Jeff Kaliss on September 30, 2019
Melody Moore | Credit: Jiyang Chen

The soprano and the five composers gathered on An American Song Album are indeed all Americans, but the songs are sourced from across borders of time and place, and the variety is part of the delight of the collection. Melody Moore’s career in opera, as Jake Heggie, one of the composers, attests in the liner notes, has developed her as “a great singing actor.”

This gift is audible from the outset in her approach to Samuel Barber’s 10 Hermit Songs (1953), in which poems left by Irish monks between the 8th and 13th centuries and translated into English depict an unexpected panoply of moods and circumstances, rendered totally accessible by the singer. Moore’s evocative breadth is matched by the dynamic tastefulness of Bradley Moore (no relation), her accompanist on piano. Heggie himself supplies two sets to the album, the first, These Strangers, delivering texts of social and psychic significance by Emily Dickinson, Frederick Douglass, Martin Niemöller, and Walt Whitman. Both composer and singer make these sentiments ring out. Heggie then returns to Dickinson, one of his muses of choice, for a pair of poems under the title How Well I Knew the Light, in which the composer’s trademark support for the concertizing voice is reaffirmed charmingly by Moore.

Another extended exercise in dramatic nuance is offered by Carlisle Floyd’s setting of poems by Chilean Nobel laureate Lucila Godoy y Alcayaga, aka Gabriela Mistral. The five songs are all about marriage and motherhood, with the Moores — singer and pianist — moving us through the associated desire, pain, ecstasy, and affection, with Floyd displaying the same sort of understanding of the female condition that enhanced his best-known opera, Susannah.

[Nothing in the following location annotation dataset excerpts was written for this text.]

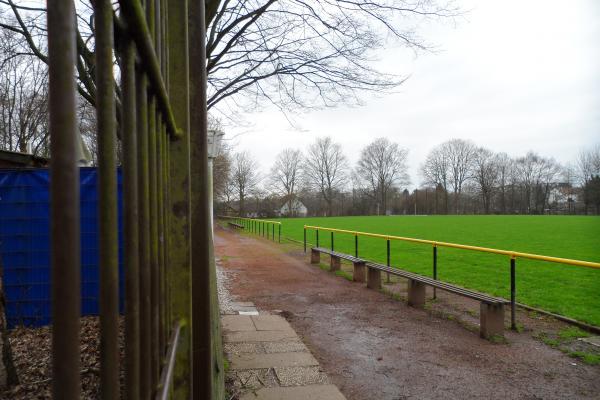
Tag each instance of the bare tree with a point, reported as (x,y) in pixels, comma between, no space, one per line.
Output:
(245,177)
(436,171)
(503,167)
(588,164)
(486,174)
(286,174)
(325,169)
(222,165)
(382,166)
(461,154)
(23,100)
(289,52)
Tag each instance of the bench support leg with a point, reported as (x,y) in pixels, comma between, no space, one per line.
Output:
(315,257)
(334,264)
(373,278)
(491,320)
(416,293)
(359,274)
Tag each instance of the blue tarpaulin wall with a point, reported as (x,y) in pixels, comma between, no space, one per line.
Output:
(25,244)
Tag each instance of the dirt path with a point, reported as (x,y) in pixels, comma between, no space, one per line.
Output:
(375,347)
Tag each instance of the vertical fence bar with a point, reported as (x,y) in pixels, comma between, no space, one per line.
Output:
(513,294)
(130,226)
(153,240)
(161,301)
(204,315)
(64,204)
(179,192)
(107,202)
(388,259)
(434,269)
(144,232)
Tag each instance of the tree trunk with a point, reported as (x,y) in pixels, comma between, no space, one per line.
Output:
(8,373)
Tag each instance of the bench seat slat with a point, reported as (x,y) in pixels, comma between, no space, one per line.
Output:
(336,254)
(438,284)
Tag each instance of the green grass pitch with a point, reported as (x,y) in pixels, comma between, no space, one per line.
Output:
(567,290)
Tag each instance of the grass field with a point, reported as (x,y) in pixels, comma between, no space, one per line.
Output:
(563,289)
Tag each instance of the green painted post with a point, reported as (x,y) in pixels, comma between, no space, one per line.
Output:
(208,377)
(305,239)
(64,205)
(107,203)
(144,231)
(180,195)
(130,225)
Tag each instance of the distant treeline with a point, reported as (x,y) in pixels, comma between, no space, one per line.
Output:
(459,178)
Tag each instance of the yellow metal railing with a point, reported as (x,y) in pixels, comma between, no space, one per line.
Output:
(510,253)
(435,244)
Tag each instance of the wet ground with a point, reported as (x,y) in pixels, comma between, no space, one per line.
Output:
(373,346)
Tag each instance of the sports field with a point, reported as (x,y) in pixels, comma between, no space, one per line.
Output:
(563,289)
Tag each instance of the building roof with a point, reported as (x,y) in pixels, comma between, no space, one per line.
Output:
(13,159)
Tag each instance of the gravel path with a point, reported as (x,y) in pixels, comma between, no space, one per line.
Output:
(375,347)
(225,299)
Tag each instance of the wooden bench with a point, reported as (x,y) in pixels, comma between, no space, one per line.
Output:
(491,316)
(236,225)
(335,262)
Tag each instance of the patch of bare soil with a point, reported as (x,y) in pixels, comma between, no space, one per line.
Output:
(374,346)
(32,355)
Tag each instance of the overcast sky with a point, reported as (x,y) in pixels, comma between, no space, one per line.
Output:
(511,75)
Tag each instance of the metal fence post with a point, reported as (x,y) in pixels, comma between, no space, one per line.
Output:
(130,226)
(144,231)
(107,202)
(205,314)
(179,192)
(388,260)
(513,294)
(434,269)
(305,239)
(64,203)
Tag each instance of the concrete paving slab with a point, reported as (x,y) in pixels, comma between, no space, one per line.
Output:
(242,304)
(248,312)
(259,336)
(284,347)
(312,392)
(271,323)
(257,361)
(301,376)
(237,348)
(237,323)
(254,379)
(245,309)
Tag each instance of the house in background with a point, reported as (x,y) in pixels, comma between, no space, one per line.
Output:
(293,208)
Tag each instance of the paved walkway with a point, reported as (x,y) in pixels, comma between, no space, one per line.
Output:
(267,359)
(373,346)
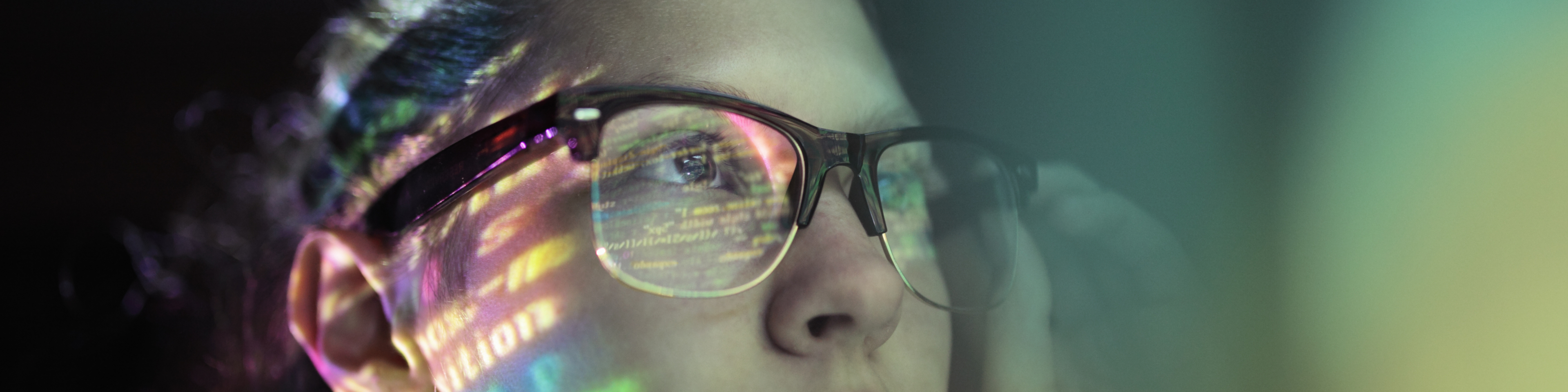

Aaron Copland, in his Four Early Songs, is not as Coplandesque as he’d become decades later, still under what sound like the various influences of Henri Duparc and/or Richard Strauss, the impressionists, Persian modes, and even lieder. Moore finds the youthful sentiment underlying all this eclectic experimentation.

Not surprisingly for the Pentatone label, Gordon Getty is represented on the song list. The composer, a major donor to SFCV, was in fact present for part of the recording, at the acoustically praised Mechanics Hall in Worcester, Massachusetts, and it proved an opportunity for listeners to get an excerpt from his yet-to-debut opera, Goodbye, Mr. Chips. It’s “Kathy’s Aria,” otherwise titled by its opening line, “Chips, darling, it’s started.” With the text adapted by Getty from the novella by English writer James Hilton, both music and singer credibly inhabit the luminous, good-hearted persona of the titular schoolteacher’s beloved wife.

There’s yet another attractive variety showcase in Getty’s setting of Three Welsh Songs. Moore virtually warbles in resonance with the avian spirit of “Welcome Robin,” then turns ticklish in the doggerel of “Kind Old Man,” enhancing the humor and flexing her vocal range by, at one point, singing an octave below the written melody. Moore’s lyric soprano is enchantingly experienced on the familiar “All Through the Night,” to which Getty brings a fresh arrangement and some of his own words, and on which Moore works a different interpretation in each of the three verses.

In the closing pair of Getty settings, Moore draws on early personal exposure to church music for an understated but elegant reading of the spiritual “Deep River,” and then renders his questing, loving, and rather surprising send-up of “Danny Boy.” The listener is left with a rare takeaway of a personal encounter with a genuine and credible performer.